Monday, November 29, 2010

Back from the West

Well, it certainly has been a long time since the last post. I got back from Xinjiang (way far out in western China, north of Tibet) on Sunday afternoon and am now in the midst of a really busy week...again. It seems like our "midterms" have been going on for a month now. Tomorrow I have an exam in Environmental Economics and then a paper in Anthropology and on in Social Issues due at the end of the week, as well as a presentation in Sino-US relations.
But, Xinjiang. It was a wonderful trip, although certainly cold at times. We flew last Friday evening from Nanjing to Urumqi (乌鲁木齐 in Chinese), which is the capital of Xinjiang. The city itself doesn't look too different from any other Chinese city except that most signs have Uygur writing as well as mandarin characters. The city is supposedly a bit less than fifty percent Uygur and a bit more than half Han Chinese. Just from walking around the city, there is a definite feel that some sections are mainly Han and some are mostly Uygur. Also, since the riots in 2009, there are odd bands of Han policemen roaming the city with the full police outfit and shields...just in case another riot breaks out. There are cameras all around the city also for that purpose. Since the riots I was told that nine Uygurs have been executed.
Xinjiang is known for its raisins and dried fruits in general as well as its nuts and bread. Yum yum. They grow these yellow/gold grapes that make very sweet greenish yellow raisins. It was great fun going to all the stalls at the market and trying the dozens of different varieties of raisins.
We only spent one night in Urumqi and then flew to Kashgar (喀什)near the border of Kyrgyzstan and Pakistan. On Sunday we went to the Sunday market/bazaar and the animal market, which only happens on Sunday. People come from all around with animals in the back of their truck and buy and sell. There were the typical cows and sheep and goats, but also camels! They sell for 10,000 RMB. Lamb is a big food staple in Xinjiang- they have it in pretty much everything. Despite my aversion to meat I tried the lamb on a few occasions and it was pretty good. One ubiquitous dish is called zhua1fan4 (抓饭)and is made of rice with two types of carrots and lamb all kind of fried together. They're also really big on yogurt.
The next day we went on a two day tour to Karakul Lake, which is even close to the border of Kyrgyzstan than Kashgar. Surprisingly (to me, at least) both Kashgar and Urumqi were really polluted, so it was nice to drive out of the city and into areas with blue sky. There were three of us from Nanjing and then we met an Australian at the hostel in Kashgar, so the four of us went on this expedition together. Our driver was a really nice old-ish Uygur man who spoke Chinese fairly well and never seemed to get cold. He took us to a Kyrgyz family's house for tea (actually yak milk) and bagels, which was really nice, even though we couldn't really understand what everyone was saying. Then we passed by a wedding celebration which involved a lot of men on horses and a dead lamb thet they were all trying to pull in different directions.

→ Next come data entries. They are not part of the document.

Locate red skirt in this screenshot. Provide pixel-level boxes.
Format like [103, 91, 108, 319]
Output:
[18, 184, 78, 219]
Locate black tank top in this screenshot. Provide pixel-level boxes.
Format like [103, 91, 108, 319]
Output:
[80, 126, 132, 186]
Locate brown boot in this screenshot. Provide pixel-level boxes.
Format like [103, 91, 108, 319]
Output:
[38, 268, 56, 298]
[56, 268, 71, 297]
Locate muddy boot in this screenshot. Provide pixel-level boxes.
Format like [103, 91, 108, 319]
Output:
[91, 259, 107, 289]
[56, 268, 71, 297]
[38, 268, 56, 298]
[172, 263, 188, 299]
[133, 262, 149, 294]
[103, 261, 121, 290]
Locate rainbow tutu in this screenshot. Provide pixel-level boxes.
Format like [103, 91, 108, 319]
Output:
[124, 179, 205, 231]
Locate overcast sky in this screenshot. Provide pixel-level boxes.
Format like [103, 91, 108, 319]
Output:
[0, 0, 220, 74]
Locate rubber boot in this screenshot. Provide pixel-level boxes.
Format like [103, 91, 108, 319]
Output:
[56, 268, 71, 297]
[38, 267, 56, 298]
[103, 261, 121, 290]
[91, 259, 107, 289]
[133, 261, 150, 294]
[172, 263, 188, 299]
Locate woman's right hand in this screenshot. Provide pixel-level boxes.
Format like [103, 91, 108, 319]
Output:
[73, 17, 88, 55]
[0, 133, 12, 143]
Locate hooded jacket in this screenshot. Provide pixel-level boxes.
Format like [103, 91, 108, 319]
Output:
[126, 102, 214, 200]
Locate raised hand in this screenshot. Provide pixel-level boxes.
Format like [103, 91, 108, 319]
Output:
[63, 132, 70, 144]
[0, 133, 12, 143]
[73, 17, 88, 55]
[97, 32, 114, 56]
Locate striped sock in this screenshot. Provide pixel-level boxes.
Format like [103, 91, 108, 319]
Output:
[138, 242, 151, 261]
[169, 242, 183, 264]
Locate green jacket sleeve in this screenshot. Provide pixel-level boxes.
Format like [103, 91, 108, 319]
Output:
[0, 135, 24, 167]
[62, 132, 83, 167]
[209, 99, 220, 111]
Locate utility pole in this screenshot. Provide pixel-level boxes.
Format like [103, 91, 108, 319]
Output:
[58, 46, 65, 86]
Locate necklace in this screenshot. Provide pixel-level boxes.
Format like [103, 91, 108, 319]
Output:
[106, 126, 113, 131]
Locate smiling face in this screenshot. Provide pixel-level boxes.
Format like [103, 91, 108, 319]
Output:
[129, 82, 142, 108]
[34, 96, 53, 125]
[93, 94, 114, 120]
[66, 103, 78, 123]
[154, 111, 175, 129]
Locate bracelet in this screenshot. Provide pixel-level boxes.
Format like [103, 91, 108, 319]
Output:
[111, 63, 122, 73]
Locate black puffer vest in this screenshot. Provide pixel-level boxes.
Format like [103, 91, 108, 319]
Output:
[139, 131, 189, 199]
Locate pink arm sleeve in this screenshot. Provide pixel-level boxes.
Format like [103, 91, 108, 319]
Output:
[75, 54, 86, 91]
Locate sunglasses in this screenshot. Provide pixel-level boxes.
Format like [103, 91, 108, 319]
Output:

That night we stayed in a Kyrgyz family's stone house by the lake. They made us dinner and gave us many many blankets, which were all necessary because when the fire went out, it was very cold inside. This whole area is a desert, so they collect water from mountain streams that drain into the lake. It's also at around 13,000 feet and this altitude can definitely be felt when trying to walk uphill. We spent the next day hiking around the lake, which was beautiful and then driving back to Kashgar.
Eventually we made our way back to Urumqi and went to see Tianchi (天池)a lake a few hours outside of Urumqi. This lake was also beautiful, unlike Karakul, it was surrounded by pine trees and a foot or so of snow, which made it look almost like New England in the winter. Unlike all the Chinese on our tour, we opted to walk (gasp) up the road to the lake instead of paying the ridiculous fee of $14 for a 5 km ride. It was really nice to be outside in clean, fresh air and see the cows and sheep grazing by the side of the road.
On Friday we flew to Shanghai and stayed for two nights and finally took the train to Nanjing on Sunday morning.